Another puzzlement was the assertion in sermon after sermon that Jesus had died for our sins. Although my mother had proved something of a broken reed in my previous enquiries, I decided to tackle her again. For whose sins, I asked? She looked pole-axed. “Well,” she said after a long pause, “everybody’s, I suppose.” I said, “Yours and mine?” and my mother said, “Well, yes,” so I then said, “What would you say yours were?” She gave a little embarrassed laugh, a pause for thought and then with an air of triumph said, “As you know, I’m very unpunctual.” I said, “That’s hardly a sin,” but my mother insisted it was. “You see, it’s being very inconsiderate of other people, making them wonder if you’re coming or not.” I said, “Hardly something Christ died for?” She looked deflated. “No,” she had to agree, “I suppose not.” And as she presumably had no major sins in her locker like defrauding the railways or grievous bodily harm, and wasn’t going to admit to any other minor ones, that was really that.

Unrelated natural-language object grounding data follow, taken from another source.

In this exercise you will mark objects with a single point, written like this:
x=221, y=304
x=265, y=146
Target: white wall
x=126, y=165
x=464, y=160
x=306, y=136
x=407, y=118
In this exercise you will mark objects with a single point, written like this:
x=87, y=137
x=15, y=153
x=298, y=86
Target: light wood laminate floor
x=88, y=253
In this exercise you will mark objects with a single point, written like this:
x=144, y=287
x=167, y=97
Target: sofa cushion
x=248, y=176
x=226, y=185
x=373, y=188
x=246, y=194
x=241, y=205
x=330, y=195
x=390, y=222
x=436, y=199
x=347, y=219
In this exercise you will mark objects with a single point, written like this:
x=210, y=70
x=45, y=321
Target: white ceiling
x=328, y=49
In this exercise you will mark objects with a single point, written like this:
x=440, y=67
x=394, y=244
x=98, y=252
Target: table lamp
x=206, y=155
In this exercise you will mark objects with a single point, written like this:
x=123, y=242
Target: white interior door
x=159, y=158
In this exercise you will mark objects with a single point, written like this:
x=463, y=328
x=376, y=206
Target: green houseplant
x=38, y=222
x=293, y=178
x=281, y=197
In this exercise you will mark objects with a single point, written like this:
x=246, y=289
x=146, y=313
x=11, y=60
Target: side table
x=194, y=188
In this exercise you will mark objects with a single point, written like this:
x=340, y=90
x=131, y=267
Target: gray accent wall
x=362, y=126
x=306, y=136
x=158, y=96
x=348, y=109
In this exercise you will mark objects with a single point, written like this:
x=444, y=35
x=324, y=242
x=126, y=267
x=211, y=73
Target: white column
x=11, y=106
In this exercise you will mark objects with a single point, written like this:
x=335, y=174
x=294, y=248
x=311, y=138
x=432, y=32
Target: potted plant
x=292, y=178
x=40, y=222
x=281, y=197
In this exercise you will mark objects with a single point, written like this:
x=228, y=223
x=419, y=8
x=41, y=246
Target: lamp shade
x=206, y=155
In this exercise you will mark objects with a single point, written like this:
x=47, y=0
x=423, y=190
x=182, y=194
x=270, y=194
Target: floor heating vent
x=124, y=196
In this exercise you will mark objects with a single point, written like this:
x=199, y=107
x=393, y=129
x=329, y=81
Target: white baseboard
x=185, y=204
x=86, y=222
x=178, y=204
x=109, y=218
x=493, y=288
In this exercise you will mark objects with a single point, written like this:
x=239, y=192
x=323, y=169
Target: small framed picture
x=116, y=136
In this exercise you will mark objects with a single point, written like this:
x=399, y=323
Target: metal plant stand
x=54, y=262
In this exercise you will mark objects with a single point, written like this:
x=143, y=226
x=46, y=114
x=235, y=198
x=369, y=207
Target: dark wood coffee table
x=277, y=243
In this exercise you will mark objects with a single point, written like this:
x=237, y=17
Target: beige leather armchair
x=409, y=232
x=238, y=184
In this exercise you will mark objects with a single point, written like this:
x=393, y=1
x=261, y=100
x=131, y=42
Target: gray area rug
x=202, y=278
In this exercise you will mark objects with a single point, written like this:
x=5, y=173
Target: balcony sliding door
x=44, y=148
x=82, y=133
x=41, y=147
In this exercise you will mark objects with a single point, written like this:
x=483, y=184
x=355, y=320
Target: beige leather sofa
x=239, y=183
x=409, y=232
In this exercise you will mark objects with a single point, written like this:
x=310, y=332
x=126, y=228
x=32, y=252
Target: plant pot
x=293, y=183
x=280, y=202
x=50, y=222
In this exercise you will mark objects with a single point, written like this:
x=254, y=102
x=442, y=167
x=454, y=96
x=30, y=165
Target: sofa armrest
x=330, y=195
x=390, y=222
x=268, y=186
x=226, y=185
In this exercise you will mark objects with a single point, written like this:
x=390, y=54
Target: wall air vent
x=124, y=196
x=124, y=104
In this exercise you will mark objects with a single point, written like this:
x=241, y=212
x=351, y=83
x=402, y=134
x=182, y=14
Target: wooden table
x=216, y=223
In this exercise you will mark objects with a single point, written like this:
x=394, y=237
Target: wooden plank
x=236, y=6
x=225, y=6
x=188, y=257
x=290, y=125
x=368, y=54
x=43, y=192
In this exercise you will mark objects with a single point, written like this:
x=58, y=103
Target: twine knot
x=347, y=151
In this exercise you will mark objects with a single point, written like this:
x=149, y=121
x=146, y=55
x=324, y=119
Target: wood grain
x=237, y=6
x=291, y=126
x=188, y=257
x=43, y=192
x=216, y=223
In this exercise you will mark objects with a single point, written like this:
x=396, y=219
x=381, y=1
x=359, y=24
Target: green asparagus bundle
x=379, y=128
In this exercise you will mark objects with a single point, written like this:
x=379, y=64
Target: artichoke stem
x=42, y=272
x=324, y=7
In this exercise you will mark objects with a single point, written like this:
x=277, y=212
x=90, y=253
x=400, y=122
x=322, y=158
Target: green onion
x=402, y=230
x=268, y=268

I had a similar conversation, though not with my mother, and I remember that it all seemed rather silly. Soon afterwards I learned the official explanation, the “original sin” nonsense concocted by Ambrose, Augustine et al. That idea wasn’t just silly, it was offensive. This happened while I was growing up in England, just 12 years after the end of the Second World War. Anti-German sentiment was still a staple of English culture, ((perhaps it still is)) and I remember that a German boy came to our school one day. Our teachers emphasized that we were to treat him politely, because it would be unfair not to: children aren’t responsible for the actions of their parents. I agreed – it was “obviously” a matter of natural justice.
A few years later I would cite this issue of the fundamental injustice of the core of Catholic dogma during my farewell conversation with my parish priest. And like Ludovic Kennedy’s mother, his relectant response was embarrassment. “No, I suppose not.”